Alman Entegrasyon ve Göç Araştırmaları Merkezi’nde (DeZIM) Uzlaşma ve Çatışma Departmanı’nın eş başkanı olan Dr. Frederike Römer, Dr. Ramona Rischke ile birlikte DIDF ve Bochum Ruhr Üniversitesi Toplumsal Hareketler Enstitüsü’nün birlikte düzenleyeceği göç konferansında toplumsal sağa kayış konusunda bir sunum yapacak. Kendisiyle Almanya’da politik sağa kayışın nedenleri, bu durumdan kimlerin etkilendiği ve neler yapılabileceği üzerine konuştuk.
Toplumsal olarak sağa doğru yönelme giderek belirginleşiyor. Bu durumdan en çok kimler etkileniyor?
Toplumsal sağa kayıştan en çok etkilenenler, sağ muhafazakârlar ve sağ radikaller tarafından saldırıya uğrayan ve düşman olarak gösterilen kişiler. Bunlar bir yandan göçmen kökenli ve ırklarına göre tanımlanmış, ama aynı zamanda engelli, kuir, trans insanlar, kadınlar, feministler, solcular ve tabii ki bu gruplardan birden fazlasına mensup insanlardır. Aşırı sağcı suçlar arttığında, şiddetin veya kışkırtmanın hedefi bu gruplar oluyor. Tartışmalarda açıkça dile getirilmeyen ama sağ siyasetten olumsuz etkilenen ve bundan sonra da olumsuz etkilenmeye devam edecek bir diğer grup ise düşük gelirli kesim. Sağcı politikacılar sıklıkla “küçük insanlar” için siyaset yaptıklarını iddia ederler, ancak daha yakından bakarsanız durum böyle değildir: Seçim bildirgelerinin analizi, yüksek gelirli kesimin AfD’nin planlarından en çok yararlanacağını göstermiştir. Bakınız: (https://www.diw.de/documents/publikationen/73/diw_01.c.936232.de/diw_aktuell_106.pdf)

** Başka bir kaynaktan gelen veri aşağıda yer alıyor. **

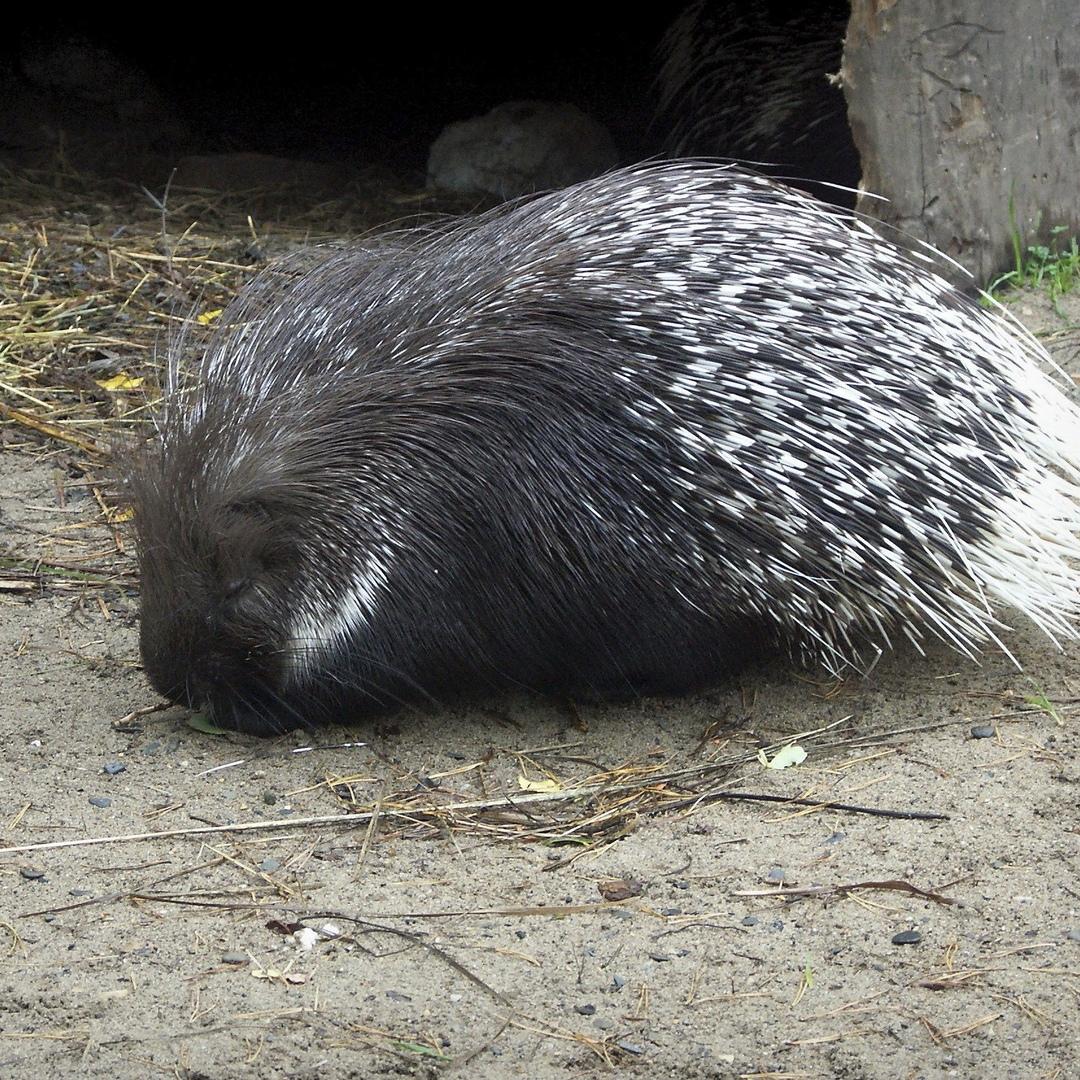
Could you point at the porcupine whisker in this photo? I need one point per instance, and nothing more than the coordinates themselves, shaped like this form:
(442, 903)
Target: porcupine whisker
(368, 658)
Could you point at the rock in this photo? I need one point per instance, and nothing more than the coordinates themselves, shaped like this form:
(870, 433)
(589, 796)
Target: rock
(521, 147)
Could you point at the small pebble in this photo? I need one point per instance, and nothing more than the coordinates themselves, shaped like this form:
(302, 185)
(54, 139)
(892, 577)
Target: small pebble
(907, 937)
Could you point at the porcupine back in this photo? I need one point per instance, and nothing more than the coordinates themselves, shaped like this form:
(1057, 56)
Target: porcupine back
(591, 442)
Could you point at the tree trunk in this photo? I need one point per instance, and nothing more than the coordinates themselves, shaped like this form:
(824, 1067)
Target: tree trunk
(967, 118)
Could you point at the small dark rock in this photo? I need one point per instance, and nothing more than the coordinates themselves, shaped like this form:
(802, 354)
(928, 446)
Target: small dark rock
(907, 937)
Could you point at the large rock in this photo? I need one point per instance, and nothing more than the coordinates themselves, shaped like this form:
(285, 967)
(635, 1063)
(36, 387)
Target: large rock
(521, 147)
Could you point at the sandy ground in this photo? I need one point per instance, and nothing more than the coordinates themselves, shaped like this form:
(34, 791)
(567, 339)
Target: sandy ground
(477, 946)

Özellikle seçim kampanyaları sırasında pek çok iddia ortaya atıldı, örneğin göçmenlerin sosyal sistemlere yük olduğu, göçmenlerin giderek daha fazla vatandaşlık yardımı aldığı gibi. Bunlar doğru mu?
Göç, karmaşık karar alma süreçlerini takip eder. Göç hareketlerini açıklamada savaşlar ve çatışmalar, ağlar ve işgücü piyasası özellikle önemli faktörlerdir. “Sosyal güvenlik sistemlerine göç” olduğu iddiası daha eskidir ve yardımlara erişimi kısıtlamak için tekrar tekrar kullanılır. Ancak bu tezi destekleyen güvenilir bilimsel kanıt nispeten azdır. Daha yakın tarihli çalışmalar, böyle iddia edilen yararlanmaların “çekim etkisinin” düşük olduğunu veya var olmadığını gösteriyor. Veriler yabancıların SGB II kapsamındaki yardımlardan yararlanma olasılığının daha yüksek olduğunu gösterse bile, bu durum yardımların kötüye kullanıldığı şeklinde yorumlanmamalı. Eğer bu grup işsizlikten veya güvencesiz işlerden daha sık etkileniyorsa (örneğin tanınmayan mesleki nitelikler veya ayrımcılık nedeniyle) ve sosyal yardımlar bu gibi durumlarda onları desteklemek için tasarlanmışsa, daha yüksek kullanım oranı bireysel bir sorundan ziyade sistemsel bir soruna işaret eder.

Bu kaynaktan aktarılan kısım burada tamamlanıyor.